Italian MP Calls Attention to Human Rights Violations in Bahrain During Parliamentary Session

On Wednesday, April 14, 2021, Emilio Carelli, a member of the Italian Parliament, presented a question for written response to the Minister of Foreign Affairs and International Cooperation. His question focused on the situation of human rights violations in Bahrain, including concerns that “the increased use of the death penalty, the perpetrated use of torture against detainees and the persecution of human rights defenders, lawyers and activists, are on the rise and the pandemic of Covid-19 has contributed to worsening conditions of detention, endangering the health of opponents and political prisoners held in prison.”

This MP cited the complaints made by ADHRB to the Italian Embassy in Manama, noting the fact that we had not yet received a response from the Embassy. He also cited an urgent EU Resolution passed in March 2021 by an overwhelming majority which called on “Member States to systematically raise the issue of human rights violations in Bahrain.”

ADHRB welcomes this question, and thanks Mr. Carelli for raising attention to the ongoing human rights violations in Bahrain. We look forward to reading the Ministry’s written response.

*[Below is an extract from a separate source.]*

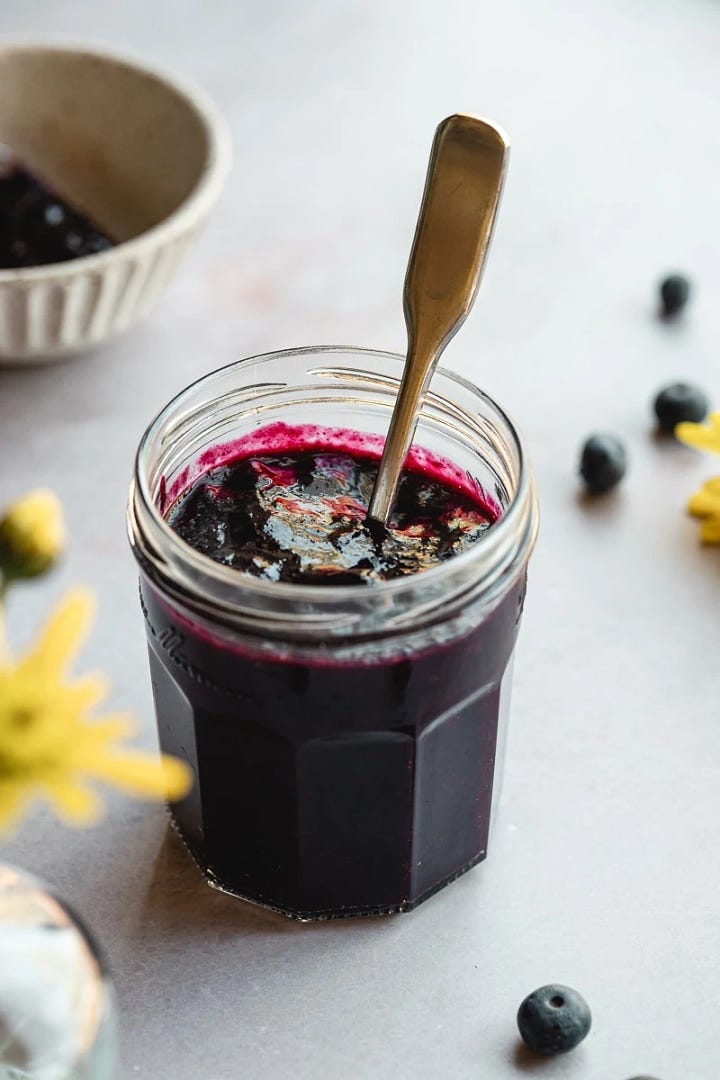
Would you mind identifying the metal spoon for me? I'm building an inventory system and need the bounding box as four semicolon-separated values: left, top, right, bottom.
368;116;508;525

The full text of the question, translated from Italian, is as follows: 

Question for written answer 4-08918

presented by

CARELLI Emilio

text of

Wednesday 14 April 2021, session no. 486

  CARELLI . – To the Minister of Foreign Affairs and International Cooperation . – To know – provided that:

Human rights violations in Bahrain, including the increased use of the death penalty, the perpetrated use of torture against detainees and the persecution of human rights defenders, lawyers and activists, are on the rise and the pandemic of Covid-19 has contributed to worsening conditions of detention and endangering the health of opponents and political prisoners held in prison;

since the beginning of the peaceful pro-democratic protests in 2011, the Bahraini government has intensified its repression and control over civil society through the interrogation, arrest and incarceration of activists, journalists, political leaders and religious figures;

Human Rights Watch and Amnesty International reported that courts have stripped dozens of dissidents, journalists and lawyers of their citizenship as punishment for crimes that include peaceful criticism of the government. In 2017, the authorities shut down the only independent newspaper in the country and the opposition parties. Members of dissolved opposition parties were banned from participating in parliamentary elections in November 2018;

With the outbreak of the Covid-19 pandemic, the Bahraini regime has proved unable to protect the health of prisoners, as political prisoners are often denied medical treatment, in contravention of the United Nations Standard Minimum Rules for the Treatment of Detainees;

in April 2020, 19 human rights organizations signed an official request for Bahrain to release political prisoners with previous illnesses that could make them particularly vulnerable to Covid-19;

the Gulf Center for Human Rights has published a report in which it analyzes the ways in which institutions resort to torture against civil society in Bahrain, listing, among the most frequent: sleep deprivation; the obligation to stand; the use of electric shock and cigarette burns; threats of rape, sexual abuse, rape, forced isolation; exposure to very high temperatures; and humiliation and other degrading treatment;

Bahraini authorities discriminate against the country’s Shia majority in most aspects of daily life. In 2020, the government placed further restrictions on the political participation of Shia, and their right to preserve and practice their religious traditions;

ADHRB (Americans for Democracy & Human Rights in Bahrain) has contacted the Italian embassy to raise its human rights concerns, but, as far as the questioner knows, it has not received any kind of feedback;

as far as the questioner knows, in several cases, activists, as well as families and lawyers of human rights defenders in Bahrain, have tried to meet Italian diplomatic representatives in Manama, without any success;

if the Embassy’s lack of cooperation in protecting human rights defenders in Bahrain were confirmed, the European Guidelines on the protection of human rights defenders, specifically point n. 10 of the guidelines;

on 11 March 2021, the European Parliament voted by an overwhelming majority on the adoption of an urgent resolution which “calls for the immediate and unconditional release of all defenders of human rights and prisoners of conscience, detained and convicted for having simply exercised their right to freedom of expression, and urges Member States to systematically raise the issue of human rights violations in Bahrain;”

whether the Minister questioned is aware of the dramatic situation in Bahrain, of the heavy and repeated violations of human rights in the country, of the reasons behind the failure of the Italian embassy in Manama to respond to the continuous requests of the ADHRB organization, and if not considers that it is taking appropriate steps to enforce human rights in Bahrain to the extent of its competence.